What To Do When They Start Drilling in the Middle of Your Calls
Three weeks ago, I interviewed 14 amazing women for the Six Figure Breakthrough Summit. I was totally prepared for awesomeness, the honor of interviewing 14 amazing women and a fun week. And most of that did happen – the speakers were amazing, and the summit was a fantastic learning experience. In fact, I was so busy taking notes that I could hardly keep up with hosting the calls.
Here’s what I wasn’t prepared for: They started reconstructing the apartment next door. There were drills, hammering and even the water was turned off. The noise started at 7:30 AM and continued all day long until 6:00 PM. By Tuesday I was in a total panic. How was I going to be able to run this summit in a construction zone? On top of all of this, all of my e-mails got erased and my family had some serious health issues. I started to spiral downwards into a flurry of fits and worries.
Why couldn’t this just be smooth? Where was that easy flow that everyone keeps talking about? There had to be some middle current that was really fast, and if I stepped into it, life would always go the way I wanted it to go.
And then I suddenly remembered a story from my past – one that I had learned during a summer that I did a ten day silent meditation.
Two wealthy, royal brothers were left with a box after their father died. The box contained one gold ring, ornate with gems and diamonds and one plain silver ring. Being smart and greedy, the older brother quickly seized the gold ring for himself, claiming that because he was older he deserved it. The younger brother settled for the plain silver band.
As the years went by, both brothers experienced great highs and lows in their lives, times of great prosperity and love and times of scarcity and aversion. The older brother suffered greatly in the times of scarcity, bemoaning his terrible luck, even getting very close to selling his gold ring.
One day the younger brother began to wonder why his wealthy father had saved such a plain, worthless silver ring. He took it off and examined the inside. It said ” This too shall pass.” He suddenly understood why his father had valued the ring – it reminded him not to get too attached to times of wealth and not to suffer so much in times of scarcity. Everything, good or bad would come and go. It was all a part of life’s process. The younger brother did not suffer through life like his older brother. Instead, he found a sort of peace in accepting both the positive and the negative.
As I was listening to this story, my legs tired and sore from eight hours of meditation, I suddenly realized that there is no fast current in life like the one I had imagined. There is no consistent way to make everything go exactly the way you want it to go. You can’t work harder, love more people or make more promises to ensure that everything will always be OK.

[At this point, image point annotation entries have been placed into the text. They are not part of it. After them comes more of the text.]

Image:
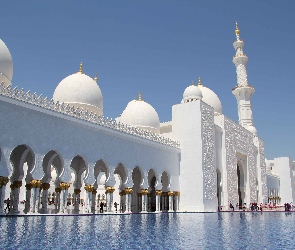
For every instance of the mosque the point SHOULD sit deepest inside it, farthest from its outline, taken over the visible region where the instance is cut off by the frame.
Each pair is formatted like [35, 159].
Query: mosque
[62, 149]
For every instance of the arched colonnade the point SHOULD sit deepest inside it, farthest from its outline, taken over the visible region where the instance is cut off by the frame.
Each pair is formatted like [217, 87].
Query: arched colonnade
[140, 191]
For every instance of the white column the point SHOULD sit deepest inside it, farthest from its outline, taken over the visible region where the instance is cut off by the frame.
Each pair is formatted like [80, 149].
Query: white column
[170, 195]
[93, 204]
[176, 200]
[28, 197]
[144, 200]
[44, 202]
[57, 199]
[3, 183]
[15, 194]
[158, 199]
[35, 194]
[109, 197]
[122, 202]
[128, 192]
[76, 199]
[88, 202]
[64, 197]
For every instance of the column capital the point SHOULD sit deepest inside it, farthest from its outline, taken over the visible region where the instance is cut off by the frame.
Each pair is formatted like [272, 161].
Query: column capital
[77, 191]
[89, 188]
[3, 181]
[36, 183]
[64, 185]
[45, 186]
[17, 184]
[128, 190]
[110, 189]
[144, 191]
[158, 192]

This week, as I sat in the midst of trying to figure out what to do about the telesummit, I remembered what I head learned. The fastest current is about accepting what life brings my way, and not resisting the situations that challenge me. It seems like common sense, but it can be the hardest principle I know how to follow. Resistance can be much easier than acceptance.

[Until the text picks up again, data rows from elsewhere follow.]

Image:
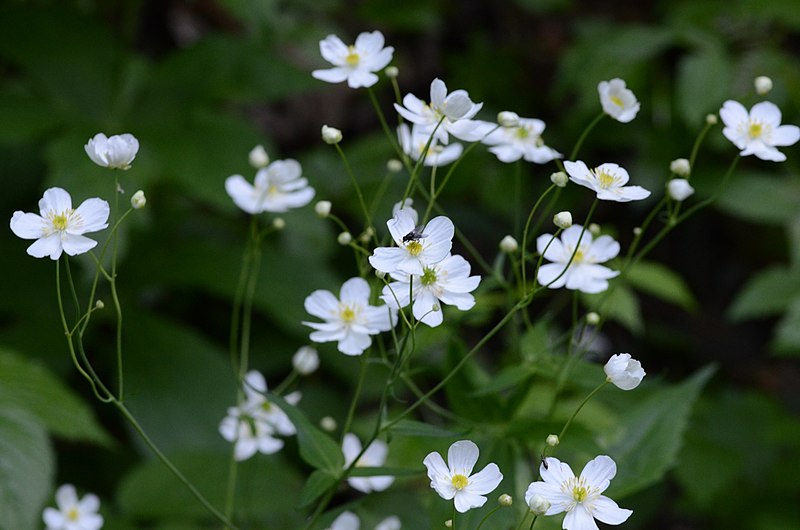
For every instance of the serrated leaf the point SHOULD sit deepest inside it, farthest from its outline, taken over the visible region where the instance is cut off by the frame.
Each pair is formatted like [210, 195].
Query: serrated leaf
[26, 470]
[659, 281]
[316, 448]
[650, 434]
[31, 387]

After, sitting with that realization for some time, I picked up the phone, called some friends and relocated my office to another apartment. I fixed my e-mail and my assistant and I are still wading through the 4000 e-mails that came in off the server. I then made a list of all that I was grateful for and stopped resisting that which I could not control.

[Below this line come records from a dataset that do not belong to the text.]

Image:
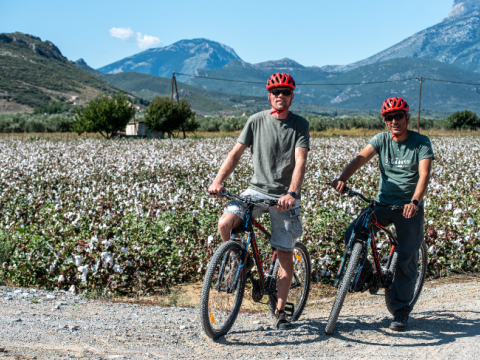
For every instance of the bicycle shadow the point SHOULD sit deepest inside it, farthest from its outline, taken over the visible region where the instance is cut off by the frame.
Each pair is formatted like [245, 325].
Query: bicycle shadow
[427, 328]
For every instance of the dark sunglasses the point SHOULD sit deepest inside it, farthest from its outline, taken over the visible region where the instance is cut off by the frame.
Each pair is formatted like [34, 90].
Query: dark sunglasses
[284, 92]
[394, 117]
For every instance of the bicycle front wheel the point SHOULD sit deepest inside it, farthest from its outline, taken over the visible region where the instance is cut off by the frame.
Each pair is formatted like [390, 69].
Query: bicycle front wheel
[421, 274]
[221, 298]
[345, 284]
[300, 286]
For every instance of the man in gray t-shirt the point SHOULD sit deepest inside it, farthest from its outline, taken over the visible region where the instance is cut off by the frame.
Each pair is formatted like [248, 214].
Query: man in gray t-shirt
[279, 141]
[405, 161]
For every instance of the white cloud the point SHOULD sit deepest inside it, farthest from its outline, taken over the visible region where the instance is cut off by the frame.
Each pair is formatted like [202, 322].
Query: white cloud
[147, 41]
[126, 34]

The result? The summit reminded me of one of the most important lessons of life – once you stop resisting, life gets a lot easier (and most of the time solutions start to just show up).
To you out there who are struggling through your own version of drilling in the apartment next door, and still looking for that inner fast current without success, hang in there. Realize that acceptance of where you are and gratitude for what is present is the first step in moving forward.
Don’t worry, you won’t be alone. Somewhere out there, I’ll probably be doing the same thing.